In interaction, humans align and effortlessly create common ground in communication, allowing efficient collaboration in widely diverse contexts. Robots are still far away from being able to adapt in such a flexible manner with non-expert humans to complete collaborative tasks. Challenges include the capability to understand unknown feedback or guidance signals, to make sense of what they refer to depending on their timing and context, and to agree on how to organize the interaction into roles and turns. As a first step in approaching this issue, we investigate the processes used by humans to negotiate a protocol of interaction when they do not already share one.
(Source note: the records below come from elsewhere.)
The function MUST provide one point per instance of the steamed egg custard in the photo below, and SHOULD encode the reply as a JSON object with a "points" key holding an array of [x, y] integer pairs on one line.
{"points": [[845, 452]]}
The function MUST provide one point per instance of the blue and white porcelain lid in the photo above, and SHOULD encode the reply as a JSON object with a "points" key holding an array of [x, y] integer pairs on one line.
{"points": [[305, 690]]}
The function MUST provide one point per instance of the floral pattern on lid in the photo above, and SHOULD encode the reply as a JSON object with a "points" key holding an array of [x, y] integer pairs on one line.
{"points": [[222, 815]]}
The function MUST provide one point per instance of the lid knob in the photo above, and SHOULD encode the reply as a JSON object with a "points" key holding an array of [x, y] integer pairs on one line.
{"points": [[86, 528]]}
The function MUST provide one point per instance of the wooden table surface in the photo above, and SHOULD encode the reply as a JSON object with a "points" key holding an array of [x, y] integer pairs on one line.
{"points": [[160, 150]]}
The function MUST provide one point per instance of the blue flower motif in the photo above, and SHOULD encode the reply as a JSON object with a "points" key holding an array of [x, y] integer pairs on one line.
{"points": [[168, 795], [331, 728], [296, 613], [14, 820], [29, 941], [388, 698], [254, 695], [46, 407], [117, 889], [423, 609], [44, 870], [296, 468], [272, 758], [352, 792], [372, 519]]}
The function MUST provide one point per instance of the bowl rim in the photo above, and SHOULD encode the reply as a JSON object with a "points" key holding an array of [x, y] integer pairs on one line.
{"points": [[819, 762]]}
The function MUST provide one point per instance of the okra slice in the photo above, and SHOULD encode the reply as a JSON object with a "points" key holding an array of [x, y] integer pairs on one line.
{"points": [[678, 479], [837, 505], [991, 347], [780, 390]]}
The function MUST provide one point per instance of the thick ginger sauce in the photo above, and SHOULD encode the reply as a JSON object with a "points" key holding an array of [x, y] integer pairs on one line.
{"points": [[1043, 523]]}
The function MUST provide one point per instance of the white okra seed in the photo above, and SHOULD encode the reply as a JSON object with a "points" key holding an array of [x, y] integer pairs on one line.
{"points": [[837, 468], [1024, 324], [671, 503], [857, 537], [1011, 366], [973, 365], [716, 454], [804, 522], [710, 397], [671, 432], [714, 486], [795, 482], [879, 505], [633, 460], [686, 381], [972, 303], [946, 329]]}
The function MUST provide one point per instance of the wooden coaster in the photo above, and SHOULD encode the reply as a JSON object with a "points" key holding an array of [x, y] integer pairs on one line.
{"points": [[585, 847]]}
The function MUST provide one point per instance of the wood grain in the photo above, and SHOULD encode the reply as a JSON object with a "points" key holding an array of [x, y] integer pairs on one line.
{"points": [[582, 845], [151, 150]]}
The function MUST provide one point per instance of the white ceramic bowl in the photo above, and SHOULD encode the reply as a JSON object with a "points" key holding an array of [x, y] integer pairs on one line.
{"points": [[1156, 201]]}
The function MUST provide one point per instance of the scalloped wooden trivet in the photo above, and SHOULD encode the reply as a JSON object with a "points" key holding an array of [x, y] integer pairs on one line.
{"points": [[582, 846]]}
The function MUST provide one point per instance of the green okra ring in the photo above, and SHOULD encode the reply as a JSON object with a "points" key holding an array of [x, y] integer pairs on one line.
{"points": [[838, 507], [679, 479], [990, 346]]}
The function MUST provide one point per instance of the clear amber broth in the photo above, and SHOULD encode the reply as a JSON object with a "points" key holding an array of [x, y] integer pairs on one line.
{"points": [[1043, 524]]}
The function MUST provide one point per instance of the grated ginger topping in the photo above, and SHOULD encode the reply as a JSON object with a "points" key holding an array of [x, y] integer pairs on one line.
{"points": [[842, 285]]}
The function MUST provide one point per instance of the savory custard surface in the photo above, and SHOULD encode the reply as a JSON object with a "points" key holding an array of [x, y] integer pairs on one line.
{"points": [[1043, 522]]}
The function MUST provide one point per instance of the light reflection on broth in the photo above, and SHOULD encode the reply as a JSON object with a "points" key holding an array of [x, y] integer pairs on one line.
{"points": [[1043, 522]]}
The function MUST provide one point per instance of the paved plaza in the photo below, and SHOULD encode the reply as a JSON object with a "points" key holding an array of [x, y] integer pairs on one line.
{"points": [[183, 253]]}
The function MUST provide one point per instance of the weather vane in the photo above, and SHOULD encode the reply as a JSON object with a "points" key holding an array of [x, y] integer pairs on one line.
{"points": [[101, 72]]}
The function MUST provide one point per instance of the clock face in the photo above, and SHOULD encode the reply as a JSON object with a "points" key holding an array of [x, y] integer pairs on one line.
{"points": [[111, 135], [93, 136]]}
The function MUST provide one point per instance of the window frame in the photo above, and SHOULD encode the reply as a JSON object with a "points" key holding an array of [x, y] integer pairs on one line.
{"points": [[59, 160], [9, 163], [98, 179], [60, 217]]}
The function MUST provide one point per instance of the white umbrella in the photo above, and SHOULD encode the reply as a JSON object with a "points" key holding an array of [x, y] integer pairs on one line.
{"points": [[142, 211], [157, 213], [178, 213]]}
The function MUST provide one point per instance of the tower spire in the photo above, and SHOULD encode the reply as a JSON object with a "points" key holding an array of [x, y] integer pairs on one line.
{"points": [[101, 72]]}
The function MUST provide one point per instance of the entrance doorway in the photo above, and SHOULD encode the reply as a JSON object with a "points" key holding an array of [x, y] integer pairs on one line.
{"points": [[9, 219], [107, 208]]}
We introduce a new experimental setup, where two humans have to collaborate to solve a task. On the left you is a schematic view of our experimental setup. An architect (bottom) and a builder (top) should collaborate in order to build the construction target while located in different rooms. The architect has a picture of the targeted construction, while the builder has access to the construction blocks. The communication between them is restricted. The problem is illustrated in the video below.
For our experiment, the setup is more constrained. The architect only sees a top view of the builder’s workspace and can communicate with the builder only though the use of 10 buttons which, when pressed, display symbols on a screen on the builder side. The channels of communication they can use are constrained and force them to invent and agree on a shared interaction protocol in order to solve the task. These constraints allow us to analyze how a communication protocol is progressively established through the interplay and history of individual actions. We report preliminary results obtained from a pilot study, and discuss how the understanding of strategies used by humans could be useful to achieve more flexible HRI.
Above is a timeline for one experiment of an architect and a builder collaborating towards building the construction target (right hand side). The top and middle part show the timeline of button presses associated with the intended meaning from the architect (top) and the understood meaning from the builder (middle). There were 10 buttons, for which we logged all button presses for each experiment and here display all occurrences as colored dashes. Using the signal meanings participants reported during the game, the events are annotated with the meaning the architect intended or the builder understood. Events that are not annotated were not mentioned by the participants. At the bottom, the figure additionally visualizes the progress made by the builder in assembling the target structure and also shows incorrect block propositions, joining of incorrect blocks and mistakes. These events were annotated by hand. A block proposition here started, when the transportation of the block towards the workspace ended and the block lay still on the table. It ended when the block was again picked up and subsequently removed from the workspace. These presentation events were classified into correct and incorrect propositions by determining whether the proposed block was part of the target structure. Equivalently, a joining event started, when two blocks were successfully joined at either a correct or incorrect position (again depending on whether the resulting configuration was part of the target structure). It ended before the first frame in which the two previously joined blocks were again pulled apart.